As shown schematically in FIG. 5, a device is provided at the passageways 6, 7 to partially close them. These devices consist of a guillotine shaped plate 60 which a spring 61 tends to maintain in the closed position, whereas a pneumatic cylinder 62 tends to maintain the plate in the open position. The guillotine plates are guided in vertical guides, not shown, provided on the outer face of the shield 5, to which the cylinder 62 is connected.
Along those portions of the conveyor 2 which extend between the passageways 6, 7 in the shield and the corresponding passageways 14 in the structure 9 the cans B are struck from above by streams of air (FIG. 5) drawn from the environment 1 by the centrifugal fan 63 and fed via a distributor 64 connected to the fan delivery. Said air streams can also originate from air drawn from the outside of the environment 1 provided it is not contaminated with flammable gas.
The mechanism for closing the door 10 is shown schematically in FIG. 7. The lever 13 mounted rotatably on the door is rigid with an arm 70. The ends of the arm are hinged to linearly guided bars 72 which can engage seats 73 in the frame 12. In the frame or rather on the door there is provided a single acting pneumatic cylinder 74, on the piston 75 of which there acts a spring 76. If pneumatic pressure is absent the piston rod 77 lies below a tooth 77A on one of the bars and prevents door opening. If instead pressure is present, the door can be opened as the rod 77 has withdrawn into the cylinder.

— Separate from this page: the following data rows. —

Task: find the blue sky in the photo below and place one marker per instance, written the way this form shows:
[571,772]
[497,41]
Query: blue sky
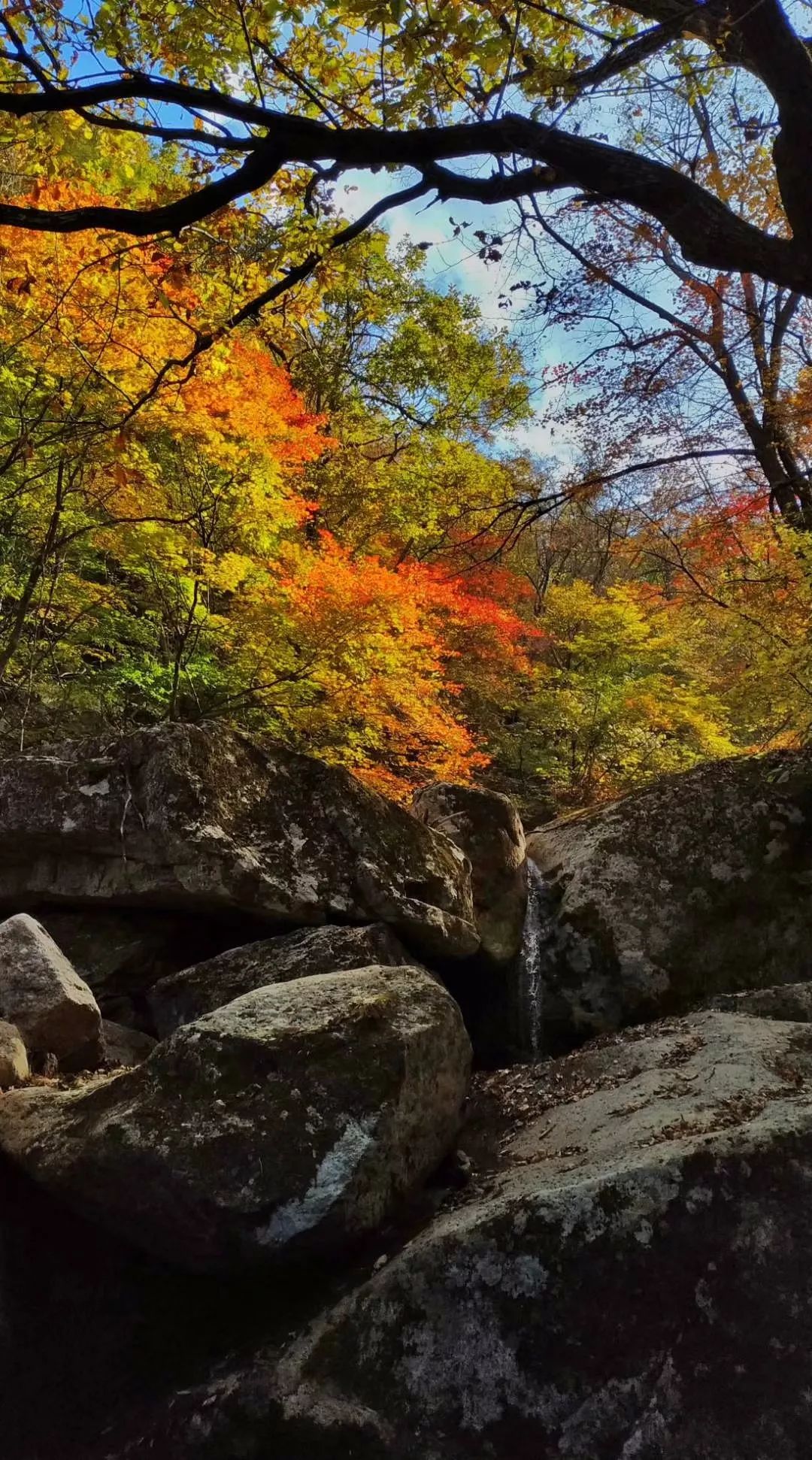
[455,263]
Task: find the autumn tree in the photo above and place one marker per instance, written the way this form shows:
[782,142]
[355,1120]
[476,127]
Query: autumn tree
[252,94]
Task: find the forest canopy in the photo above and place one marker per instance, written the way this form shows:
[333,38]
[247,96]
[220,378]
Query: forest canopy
[262,462]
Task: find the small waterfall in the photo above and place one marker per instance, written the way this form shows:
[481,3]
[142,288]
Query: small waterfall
[532,961]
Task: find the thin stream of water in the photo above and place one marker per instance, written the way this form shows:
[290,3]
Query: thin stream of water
[532,961]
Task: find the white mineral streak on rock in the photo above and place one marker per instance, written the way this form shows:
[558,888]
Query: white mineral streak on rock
[329,1184]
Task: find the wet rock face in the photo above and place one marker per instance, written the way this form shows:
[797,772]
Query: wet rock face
[486,827]
[291,1119]
[43,996]
[634,1283]
[195,992]
[629,1278]
[695,888]
[195,816]
[790,1002]
[14,1057]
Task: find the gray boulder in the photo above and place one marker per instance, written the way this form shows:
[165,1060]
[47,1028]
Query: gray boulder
[120,953]
[14,1059]
[691,889]
[195,992]
[635,1281]
[123,1047]
[486,827]
[292,1119]
[790,1002]
[201,818]
[41,993]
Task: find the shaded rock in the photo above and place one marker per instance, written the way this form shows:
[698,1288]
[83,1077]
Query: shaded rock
[289,1119]
[634,1283]
[41,993]
[14,1059]
[195,816]
[208,986]
[790,1002]
[486,827]
[123,1046]
[120,953]
[694,888]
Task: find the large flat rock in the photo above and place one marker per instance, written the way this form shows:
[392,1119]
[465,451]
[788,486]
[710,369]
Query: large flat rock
[289,1120]
[196,816]
[691,889]
[633,1283]
[629,1277]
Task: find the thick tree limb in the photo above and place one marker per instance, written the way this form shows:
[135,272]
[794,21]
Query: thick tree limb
[707,231]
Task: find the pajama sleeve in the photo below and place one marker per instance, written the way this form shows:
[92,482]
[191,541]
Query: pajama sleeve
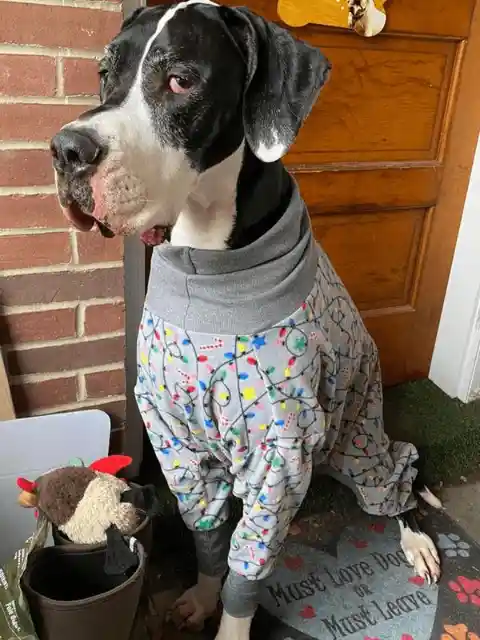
[200,485]
[274,489]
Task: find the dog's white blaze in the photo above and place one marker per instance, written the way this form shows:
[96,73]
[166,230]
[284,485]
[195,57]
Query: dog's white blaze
[270,153]
[156,183]
[272,150]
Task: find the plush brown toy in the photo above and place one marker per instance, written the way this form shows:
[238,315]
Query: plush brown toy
[90,505]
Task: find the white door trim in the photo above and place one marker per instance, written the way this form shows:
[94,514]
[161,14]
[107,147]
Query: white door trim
[455,365]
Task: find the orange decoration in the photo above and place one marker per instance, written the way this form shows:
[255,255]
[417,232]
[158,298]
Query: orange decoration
[366,17]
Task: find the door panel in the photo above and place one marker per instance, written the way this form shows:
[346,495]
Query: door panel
[383,164]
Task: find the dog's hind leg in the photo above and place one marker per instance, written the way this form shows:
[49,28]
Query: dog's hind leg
[418,547]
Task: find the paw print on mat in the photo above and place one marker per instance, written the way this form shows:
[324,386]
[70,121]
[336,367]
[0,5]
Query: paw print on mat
[466,590]
[453,545]
[458,632]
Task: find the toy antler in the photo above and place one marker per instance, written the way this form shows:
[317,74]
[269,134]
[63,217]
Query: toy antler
[111,464]
[27,497]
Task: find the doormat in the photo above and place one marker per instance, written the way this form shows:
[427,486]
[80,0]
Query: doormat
[360,587]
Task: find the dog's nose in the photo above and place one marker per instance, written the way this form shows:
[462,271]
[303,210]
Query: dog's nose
[75,151]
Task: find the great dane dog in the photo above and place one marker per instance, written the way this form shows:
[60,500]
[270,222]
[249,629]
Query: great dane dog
[254,365]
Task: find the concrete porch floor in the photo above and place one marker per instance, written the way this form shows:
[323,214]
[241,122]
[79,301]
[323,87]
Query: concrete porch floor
[463,505]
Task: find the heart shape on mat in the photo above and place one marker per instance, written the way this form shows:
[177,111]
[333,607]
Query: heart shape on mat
[362,594]
[308,613]
[294,563]
[458,632]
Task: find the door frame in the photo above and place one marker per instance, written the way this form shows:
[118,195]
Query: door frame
[454,259]
[455,366]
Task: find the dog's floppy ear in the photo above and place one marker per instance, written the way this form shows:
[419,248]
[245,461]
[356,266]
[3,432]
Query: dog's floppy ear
[284,77]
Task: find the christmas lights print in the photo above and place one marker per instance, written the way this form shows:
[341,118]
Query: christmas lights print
[252,414]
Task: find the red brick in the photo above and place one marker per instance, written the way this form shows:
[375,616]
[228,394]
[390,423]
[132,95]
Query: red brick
[35,121]
[64,357]
[92,247]
[27,75]
[38,250]
[54,26]
[60,287]
[25,168]
[105,383]
[37,325]
[80,77]
[46,394]
[101,318]
[31,212]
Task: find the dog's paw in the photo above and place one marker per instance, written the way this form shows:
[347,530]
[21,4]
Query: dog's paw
[194,607]
[421,553]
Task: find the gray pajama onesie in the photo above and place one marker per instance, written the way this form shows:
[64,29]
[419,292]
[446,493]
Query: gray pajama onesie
[255,366]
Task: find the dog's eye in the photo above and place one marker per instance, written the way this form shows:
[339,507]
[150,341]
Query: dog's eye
[177,84]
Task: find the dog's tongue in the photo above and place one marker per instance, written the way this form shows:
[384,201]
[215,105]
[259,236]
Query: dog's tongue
[154,236]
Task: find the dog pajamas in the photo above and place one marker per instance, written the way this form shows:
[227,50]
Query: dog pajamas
[254,368]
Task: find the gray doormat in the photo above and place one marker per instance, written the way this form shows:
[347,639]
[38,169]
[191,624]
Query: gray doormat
[358,586]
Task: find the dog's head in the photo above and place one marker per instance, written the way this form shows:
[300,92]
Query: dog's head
[183,87]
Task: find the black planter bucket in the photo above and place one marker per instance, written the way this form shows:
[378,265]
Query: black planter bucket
[72,598]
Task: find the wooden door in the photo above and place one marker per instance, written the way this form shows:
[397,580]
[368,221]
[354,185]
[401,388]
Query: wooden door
[383,163]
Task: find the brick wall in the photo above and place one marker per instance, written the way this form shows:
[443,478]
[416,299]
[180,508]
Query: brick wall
[61,292]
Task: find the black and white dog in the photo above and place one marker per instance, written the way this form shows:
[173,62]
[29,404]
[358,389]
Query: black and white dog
[199,103]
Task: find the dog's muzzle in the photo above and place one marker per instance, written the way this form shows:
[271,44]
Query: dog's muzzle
[76,155]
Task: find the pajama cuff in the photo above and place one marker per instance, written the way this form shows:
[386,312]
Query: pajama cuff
[240,596]
[212,549]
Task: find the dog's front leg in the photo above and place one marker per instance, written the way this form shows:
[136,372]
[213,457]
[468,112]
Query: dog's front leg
[197,604]
[234,628]
[419,549]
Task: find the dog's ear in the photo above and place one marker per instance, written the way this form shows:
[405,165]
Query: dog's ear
[284,77]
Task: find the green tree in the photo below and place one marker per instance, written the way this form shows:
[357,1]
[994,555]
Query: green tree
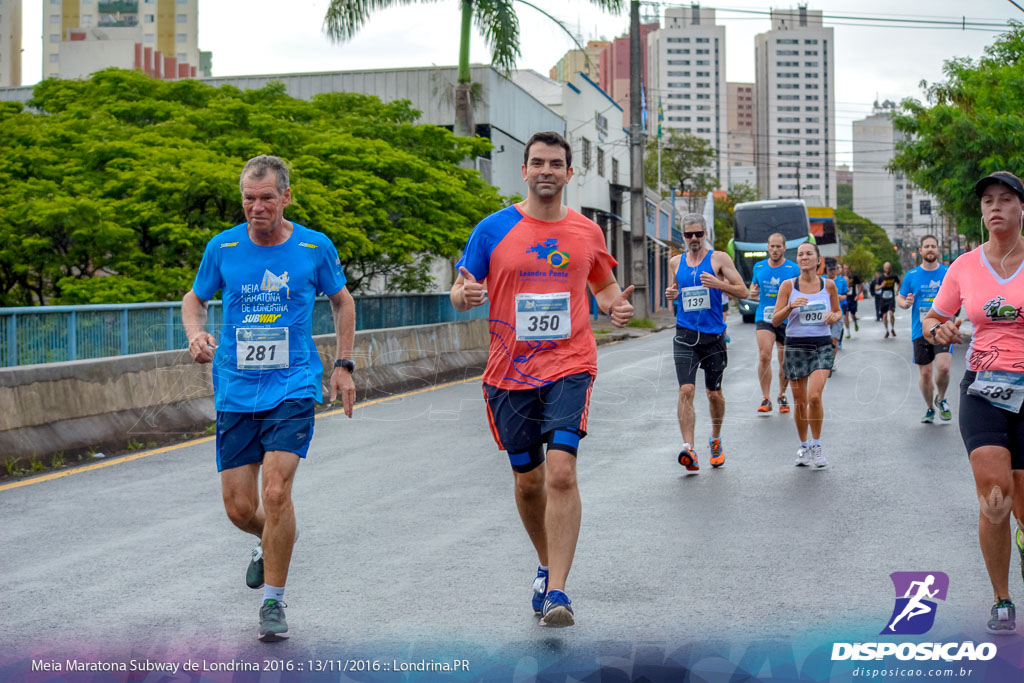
[862,260]
[111,188]
[724,210]
[496,19]
[686,161]
[969,128]
[856,231]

During normal operation the door 10 is closed but can be opened because the rod 77 does not lie below the tooth 77A. The fans 43 and 63 are in operation, the movable wall 18 is in its closed position and the guillotine plates 60 are raised. If the propellant concentration increases just slightly the door can still be opened, but in this case pneumatic pressure to the cylinder 23 is shut off with the result that the movable wall 18 rotates into its open position under the thrust of the spring 24, and external air enters the cabin. If in spite of this the concentration still rises, pneumatic pressure is no longer fed to the cylinder 74 so that the door 10 cannot be opened, the guillotine plates 60 are lowered and production stops, whereas the fans remain in operation and the movable wall 18 remains open.